Chinese consumers are mixed on copper's demand growth prospects in the second half and expect any forays above $5,000 per tonne to be short-lived, multiple industry sources told FastMarkets.

Some major copper tube manufacturers have reported flat demand growth on a year-on-year basis during what is usually the peak season of the second quarter.

"Total orders are flat in May on a year-on-year basis and we expect the figures to drop in June due to fewer orders from air-conditioner manufacturers," a major copper tube manufacturer said.

"Weather conditions are one of the reasons why some air-conditioner manufacturers have delayed their purchase. Summer arrived slightly later than last year globally so they've adjusted their purchase plans," he added.

Sellers of air-conditioners and other white goods are pessimistic about sales for this year mainly due to high stock levels. One consumer source said air-conditioner sales would be 15-20 percent lower on average year-on-year.

"High air-conditioners stocks are the main cause of a significant drop in sales. Domestic stocks in the second quarter were up several million units from around 40 million units in the first quarter this year although it has not reached its all-time high from last April-May," he added.

Destocking is the main theme across the industry, with current stocks covering a year of consumption. Some agents have been forced to run levels down to free up the capital that was tied up in those stocks, he said.

"Car sales are facing the same problem as us due to high stocks. Some factories have slashed their production targets for 2016," he added.

Orders for copper rod have increased due to lower copper prices. On the Shanghai Futures Exchange (SHFE), the July contract was last at 35,510 yuan per tonne, down from 35,900 yuan on Wednesday. 

"Our customers have increased their purchase due to peak-season buying and lower prices on the SHFE. We usually see a flow of purchases when SHFE prices drop below 36,000 yuan per tonne - end-users do not usually hedge and would want to take advantage," the manufacturer added.
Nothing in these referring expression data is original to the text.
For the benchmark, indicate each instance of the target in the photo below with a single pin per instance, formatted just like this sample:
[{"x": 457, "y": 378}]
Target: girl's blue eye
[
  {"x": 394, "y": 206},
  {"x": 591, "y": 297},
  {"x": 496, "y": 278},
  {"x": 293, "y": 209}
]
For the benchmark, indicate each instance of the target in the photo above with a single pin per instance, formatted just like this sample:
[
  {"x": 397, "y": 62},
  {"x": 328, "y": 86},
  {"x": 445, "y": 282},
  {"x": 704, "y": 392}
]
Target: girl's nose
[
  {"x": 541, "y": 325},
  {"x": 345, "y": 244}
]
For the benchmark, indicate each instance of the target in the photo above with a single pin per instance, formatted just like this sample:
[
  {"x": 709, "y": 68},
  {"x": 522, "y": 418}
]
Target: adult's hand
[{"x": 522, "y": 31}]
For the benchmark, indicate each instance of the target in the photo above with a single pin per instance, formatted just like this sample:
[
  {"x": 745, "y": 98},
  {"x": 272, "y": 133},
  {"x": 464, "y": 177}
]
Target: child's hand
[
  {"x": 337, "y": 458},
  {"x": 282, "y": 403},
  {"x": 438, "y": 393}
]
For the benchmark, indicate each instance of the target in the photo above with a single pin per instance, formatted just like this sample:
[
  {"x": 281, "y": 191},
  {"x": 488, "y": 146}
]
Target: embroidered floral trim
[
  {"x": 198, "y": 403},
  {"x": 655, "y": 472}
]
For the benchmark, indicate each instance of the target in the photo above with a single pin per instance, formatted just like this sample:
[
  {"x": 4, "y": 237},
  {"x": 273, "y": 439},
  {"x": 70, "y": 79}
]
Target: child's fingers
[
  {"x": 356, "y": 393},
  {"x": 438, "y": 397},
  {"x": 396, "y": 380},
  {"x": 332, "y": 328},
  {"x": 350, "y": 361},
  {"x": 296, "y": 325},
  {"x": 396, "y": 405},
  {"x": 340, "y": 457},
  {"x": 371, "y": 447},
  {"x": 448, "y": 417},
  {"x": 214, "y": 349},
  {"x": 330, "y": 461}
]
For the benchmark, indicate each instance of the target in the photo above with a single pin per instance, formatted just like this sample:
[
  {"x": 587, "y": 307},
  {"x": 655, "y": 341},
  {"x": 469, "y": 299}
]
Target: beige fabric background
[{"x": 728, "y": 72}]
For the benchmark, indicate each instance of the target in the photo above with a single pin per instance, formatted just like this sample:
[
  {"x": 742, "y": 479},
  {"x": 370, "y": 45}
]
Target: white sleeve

Most buying is for consumption purposes rather than building up stocks, he believes. 

Orders at copper cable and wire manufacturers have be relatively encouraging - on average, an increase of one to two percent in demand is expected, several sources said.

"Our sales for May were up 3.6 percent year-on-year while the second quarter is forecast to be up around 3-4 percent," a copper cable manufacturer said. "For us, sales have been stable in the second quarter month-on-month and we are expecting less demand growth in June." 

"The fourth quarter of last year was extremely good - sales were up 25 percent year-on-year due to strong buying appetite from electric power company, resulting in a 13-percent growth in 2015," he added. "This is not something that we've seen in the past and I would expect to see the industry to be growing at around one percent for 2016."

Consumers are cautious about LME price increases because higher supply from miners would more than offset any rise in demand.

"The cash costs from some big mining companies have decreased to $3,000 per tonne due to a series of cost-reduction campaigns instead of output, which could pressure copper prices," the second consumer said.

He was bearish on prices, warning of a possible decline to around $4,000 in the second half of this year.

Counting on government stimulus in the housing market to translate into higher copper prices is wishful thinking, several sources agreed - Beijing will be cautious about providing more support.

"It seems that government have changed its attitudes towards a slower growth rate, making it very unlikely it would step up and incentivise the overheated property market," the first copper tube manufacturer said.

Government officials have indicated that central government has made it clear there will be no further stimulus targeted at the housing market this year so "any additional demand growth derived from favourable policy would be unsustainable", a well-informed source said. "It's survival of the fittest"

 

(Edited by Mark Shaw)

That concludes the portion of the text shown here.